Periods are Political – and Powerful

Periods are inherently political. Yet they also hold untapped potential – and power. A menstruation revolution is that it is taking place where once there was stubborn shame and secrecy.

Human bodies – especially female bodies – have been political for a long time. This is particularly true of periods. This natural function has been unmentionable even as other taboo topics have fallen by the wayside. These taboos have restricted menstruation to be considered a private affair, though it affects billions of people.

In any culture, including our own, it is unthinkable to bleed through your clothing and then go to school, work, a job interview or social event. This is why menstruating people without access to menstrual supplies stay home, and miss out. They fall behind in education or miss out on essential income. A choice of menstrual supplies exists to care for menstruation with dignity – yet lack of access deepens gender inequality.

People with periods face the double injustice of suffering through the lack of basic hygiene and dignity – and then being stigmatized for a natural bodily function. Even recently, a woman in the United States was fired and publicly shamed for accidentally leaking through her clothes while menstruating on the job.

Around the world, people without the means to purchase commercial menstrual supplies often resort to using unhygienic materials or nothing at all for menstrual care. Youth are absent from school or drop out altogether, which leads to lower incomes, earlier pregnancies and larger families with fewer resources.

In Canada, people that are already marginalized and racialized are disproportionately affected. People with periods who experience homelessness, live in northern communities, are trans or gender nonconforming, or exist in the prison system often face unjust barriers to getting basic menstrual supplies. Prices may be exorbitant, or in the case of incarcerated people, pads and tampons might be rationed out to dehumanize and manipulate.

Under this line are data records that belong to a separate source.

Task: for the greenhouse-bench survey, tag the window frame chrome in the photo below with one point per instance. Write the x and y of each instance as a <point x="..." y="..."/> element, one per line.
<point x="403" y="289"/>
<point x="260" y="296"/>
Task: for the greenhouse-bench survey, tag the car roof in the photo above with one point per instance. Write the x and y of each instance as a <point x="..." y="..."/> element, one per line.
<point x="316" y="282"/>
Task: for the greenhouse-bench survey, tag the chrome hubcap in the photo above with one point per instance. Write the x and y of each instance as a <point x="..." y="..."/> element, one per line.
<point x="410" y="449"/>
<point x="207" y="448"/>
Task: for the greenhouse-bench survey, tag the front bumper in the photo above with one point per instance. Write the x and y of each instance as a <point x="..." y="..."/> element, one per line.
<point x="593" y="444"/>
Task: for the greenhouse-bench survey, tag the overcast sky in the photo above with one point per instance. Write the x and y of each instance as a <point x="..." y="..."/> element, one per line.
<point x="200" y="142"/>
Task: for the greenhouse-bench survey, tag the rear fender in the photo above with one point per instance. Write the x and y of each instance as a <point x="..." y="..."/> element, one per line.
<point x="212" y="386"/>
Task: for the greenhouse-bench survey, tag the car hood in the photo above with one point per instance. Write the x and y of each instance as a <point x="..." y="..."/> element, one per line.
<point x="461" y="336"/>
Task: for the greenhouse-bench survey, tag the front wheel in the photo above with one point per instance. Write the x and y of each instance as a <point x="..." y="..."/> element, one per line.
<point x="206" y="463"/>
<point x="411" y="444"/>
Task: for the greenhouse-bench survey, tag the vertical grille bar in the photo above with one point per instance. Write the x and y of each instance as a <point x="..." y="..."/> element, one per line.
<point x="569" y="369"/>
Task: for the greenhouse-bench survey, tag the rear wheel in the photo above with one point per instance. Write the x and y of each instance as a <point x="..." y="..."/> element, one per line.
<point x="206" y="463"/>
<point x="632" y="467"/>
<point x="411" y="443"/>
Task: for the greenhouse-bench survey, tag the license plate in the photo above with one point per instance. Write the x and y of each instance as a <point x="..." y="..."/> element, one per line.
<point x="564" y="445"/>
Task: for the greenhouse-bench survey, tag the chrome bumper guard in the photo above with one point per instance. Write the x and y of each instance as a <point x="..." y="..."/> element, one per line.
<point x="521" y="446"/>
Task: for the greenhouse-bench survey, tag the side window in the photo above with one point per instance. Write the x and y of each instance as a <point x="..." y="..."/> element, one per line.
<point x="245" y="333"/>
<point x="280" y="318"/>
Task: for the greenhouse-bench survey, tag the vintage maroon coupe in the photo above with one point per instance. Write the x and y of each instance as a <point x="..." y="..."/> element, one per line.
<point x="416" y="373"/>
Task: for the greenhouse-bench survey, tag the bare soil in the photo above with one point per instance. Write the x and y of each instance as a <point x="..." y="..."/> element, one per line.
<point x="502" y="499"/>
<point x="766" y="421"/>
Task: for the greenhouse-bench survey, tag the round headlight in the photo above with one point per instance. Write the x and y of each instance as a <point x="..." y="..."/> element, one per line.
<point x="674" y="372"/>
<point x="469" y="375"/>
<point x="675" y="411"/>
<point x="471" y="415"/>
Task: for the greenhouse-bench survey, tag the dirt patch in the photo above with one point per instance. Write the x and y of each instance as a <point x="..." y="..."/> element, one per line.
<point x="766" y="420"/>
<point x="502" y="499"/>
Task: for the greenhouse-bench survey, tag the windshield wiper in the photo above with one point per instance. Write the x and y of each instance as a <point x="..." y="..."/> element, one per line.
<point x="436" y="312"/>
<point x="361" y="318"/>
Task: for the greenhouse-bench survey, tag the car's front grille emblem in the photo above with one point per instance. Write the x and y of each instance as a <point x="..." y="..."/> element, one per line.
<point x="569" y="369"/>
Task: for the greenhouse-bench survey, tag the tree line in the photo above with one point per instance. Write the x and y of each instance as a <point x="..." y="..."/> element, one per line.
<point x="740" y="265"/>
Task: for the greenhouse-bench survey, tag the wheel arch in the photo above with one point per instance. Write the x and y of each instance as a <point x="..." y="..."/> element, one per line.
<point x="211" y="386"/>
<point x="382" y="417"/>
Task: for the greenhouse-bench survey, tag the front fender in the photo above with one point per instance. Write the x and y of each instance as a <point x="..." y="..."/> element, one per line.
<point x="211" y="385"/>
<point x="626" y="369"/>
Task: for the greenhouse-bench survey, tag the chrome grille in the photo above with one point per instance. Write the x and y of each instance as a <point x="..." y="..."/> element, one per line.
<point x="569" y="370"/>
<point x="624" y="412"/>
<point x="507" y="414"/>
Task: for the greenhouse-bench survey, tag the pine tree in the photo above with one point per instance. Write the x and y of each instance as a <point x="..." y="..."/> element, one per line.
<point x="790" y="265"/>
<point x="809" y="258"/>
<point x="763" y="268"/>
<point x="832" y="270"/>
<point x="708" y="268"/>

A lack of access to menstrual supplies is another intentional way that the patriarchy oppresses and restricts.

The politics of periods are particularly unjust because they are interwoven with other gender inequalities: the majority of decision-makers and lawmakers are men who don’t experience menstruation, and the women shouldering the expense of menstrual supplies have less disposable income as long as gender parity continues to elude us. Put bluntly, men get to call the shots, and women get to foot the bill.

Despite these persistent politics, periods have potential and power. In the age of #MeToo and #TimesUp, conversations around sexism and gender-based oppression are happening on a huge scale, making this an ideal time for period-positive programs and policies. As with feminism as a whole, menstruation is experiencing a pivotal moment.

The hundreds of millions of people who menstruate in any given day have been raising their voices louder and more frequently. What used to be whispered about behind closed doors has become an increasingly public topic.

As individuals have spoken openly about period politics in their personal lives, a menstrual movement has arisen to tackle period injustice. We are seeing activism, innovation, business savvy, and international development programming like never before.

Citizens and activists worldwide have successfully campaigned for governments to remove “pink tax” on menstrual supplies – including here in Canada in 2015. Innovative entrepreneurial businesses are offering more menstrual supply options than ever before: reusable silicon cups, absorbent underwear, non-toxic disposable products and washable pads, to name a few. Unlike the common products of the past, these innovations have been created by people who have actually experienced menstruation.

With new products on the market, each person can choose to care for their period, according to their body and their values. Environmentally-friendly? Reusable or disposable? Internal or external? Free of harmful bleaches or unknown ingredients? Pink – or decidedly not pink? All of these choices, and more, are available.

Programs in the Global South work to provide girls and women with access to menstrual information and supplies that can change their life for the better. They can care for their natural cycles with dignity, and participate more fully in school, work and community.

Here in Canada, communities are coming together to help their most marginalized menstruators, with locally-led initiatives rising up to provide access to menstrual supplies to people who have been denied access and dignity. Campuses across the country have started to provide free menstrual supplies to students. Earlier this year, the NDP passed a resolution to make menstrual products free. The politics are changing.

It is inspiring to see people coming together to unapologetically fight unjust period politics. But the moment is ripe to take it further. As our society grapples with thorny conversations of sexism and gender-based oppression, we need to include questions of information, access and choice as they relate to menstruation so that periods can be more equitable for all.

Because there is potential – and power – in half the population living with more freedom and dignity. Period.